Goldman Sachs plans to invest around Y200bn ($1.7bn) this year in Japanese property, because it is confident that real estate is still short of its peak after a two-year rally.

“Capital inflows will likely increase as various funds continue to be attracted to the Japanese property market”, Toshinobu Kasai, managing director of Goldman’s local real estate investments, reportedly said in an interview.

Japanese commercial land prices rose this year for the first time since the property bubble burst in 1991, crippling the world’s second-biggest economy with three recessions in the following 15 years. New York-based Goldman Sachs has spent Y2trn ($17bn) since 1998 buying Japanese properties including golf courses, spa resorts, jewelry stores and cinemas.

Morgan Stanley has also been on an acquisition spree in Japan spanning offices, hotels and residential developers. In April, Morgan Stanley agreed to buy 13 hotels in Japan from All Nippon Airways Co. for Y280bn in what was Japan’s largest real estate purchase by an overseas investor.

However, some local property experts have expressed concern that the Japanese real estate market has become ‘dangerous’.

According to the land ministry in Japan, commercial land prices surged in central Tokyo, Osaka and Nagoya, by 24%, 14% and 18% respectively for the year ending 30 June.

Goldman Sachs, with more than half of its portfolio in office buildings, will continue to focus on properties in Japan’s three largest cities, Kasai said.

But they are not alone and according to STB Research Institute, REIT’s bought Y1.5trn ($12.75bn) of Japanese property in the 12 months to the end of June, with 52% being spent in Japan’s three largest cities.

 

Dubai plans $11bn inland canal

Dubai Authorities have decided to push ahead with an $11bn mega-project to build an inland waterway to expand its waterfront.

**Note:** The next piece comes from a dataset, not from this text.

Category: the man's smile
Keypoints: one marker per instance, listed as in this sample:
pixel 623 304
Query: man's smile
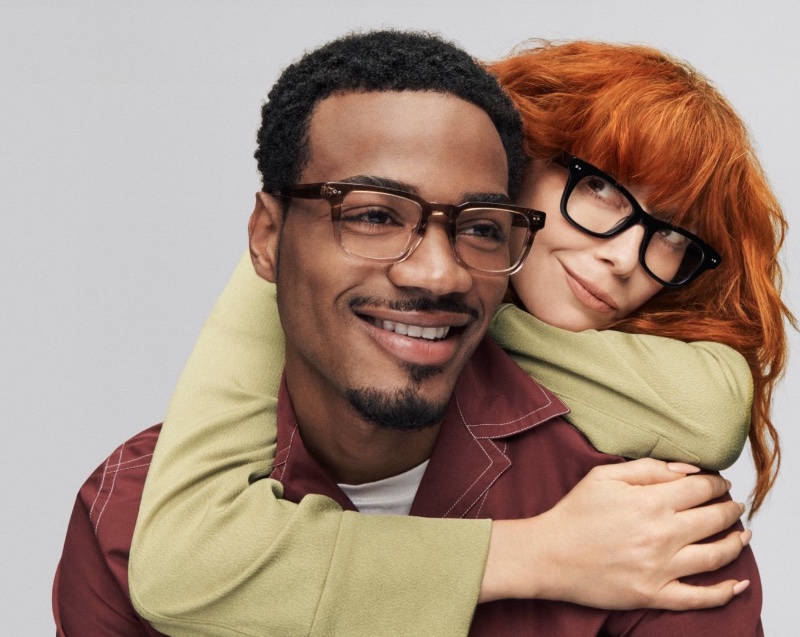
pixel 414 331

The limited natural coastline in Dubai has already been largely developed but the new 75km Arabian Canal will loop around ‘New Dubai’, the residential and business developments concentrated to the west of central Dubai, near the port and industrial zone of Jebel Ali, and enable property developers to offer thousands of more ‘waterside apartments’.

The canal will stretch into the desert as far west as the border with neighbouring Abu Dhabi - enabling a massive expansion of developed area of the desert state.

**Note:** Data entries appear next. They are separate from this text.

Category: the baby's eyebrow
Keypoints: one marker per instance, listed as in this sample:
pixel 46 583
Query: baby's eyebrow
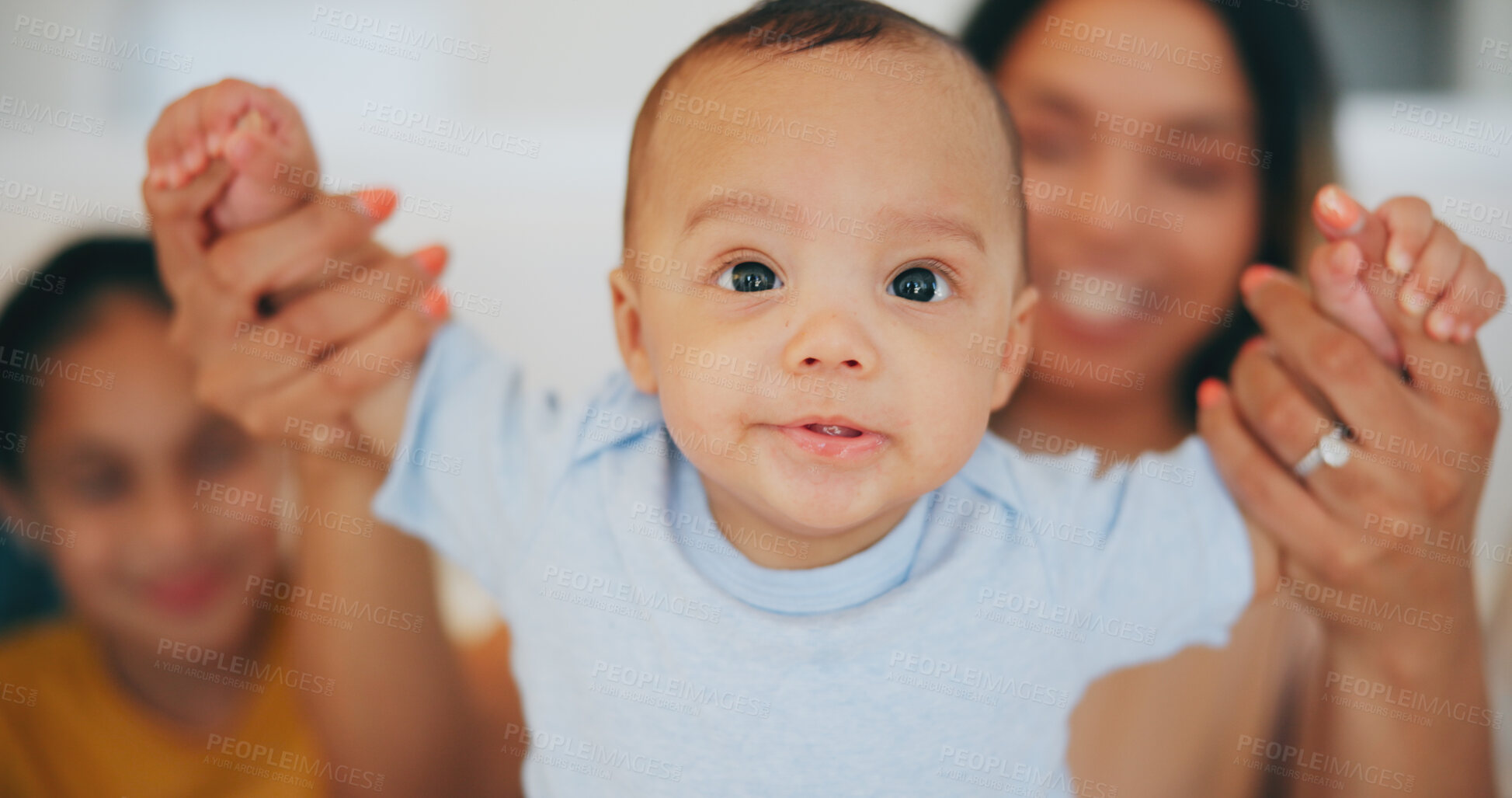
pixel 891 221
pixel 929 225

Ian Rayne, the project's development manager, said work would start in December and was scheduled for completion in three years time.

Limitless, a unit of Dubai World, the government holding company that includes Dubai Ports World, will transform 33km of the new waterway into residential, commercial and entertainment developments in the next 15 years in a project that could house about 1m people. The remaining 42km will go to existing residential and industrial developments.

Regional investment bank EFG-Hermes recently said that house prices could decline by 20% between 2009 and 2011 and the canal will lead to a further massive increase in new supply.

So far, Dubai’s offshore projects have expanded the natural 40km coastline into a beachfront that totals 2,000km.

The canal is expected to open up more options for alternative transport systems such as water taxis. Two locks will keep sea water flowing through the canal, which will be up to 150 metres wide and six metres deep.

 

Cheap return flights started from London to Cape Verde

The National Flag Carrier of Cape Verde, TACV, has announced a price of £214 return for its first flights between the island of Sal and London Stanstead beginning 29 October 2007.

The confirmed timetable shows direct flights every Monday and Thursday to Amilcar Cabral International Airport on Sal with outgoing connections to Fortaleza, Brazil and a round-trip to both destinations with TACV starts at £395.

Adam Cornwell, MD of GEM Estates comments, “When we first started selling on the Islands two and a half years ago accessibility to Cape Verde used to be a bit of a drag, generally having to stop in Lisbon to catch a connecting flight and pushing flying time from London up to 7 hours.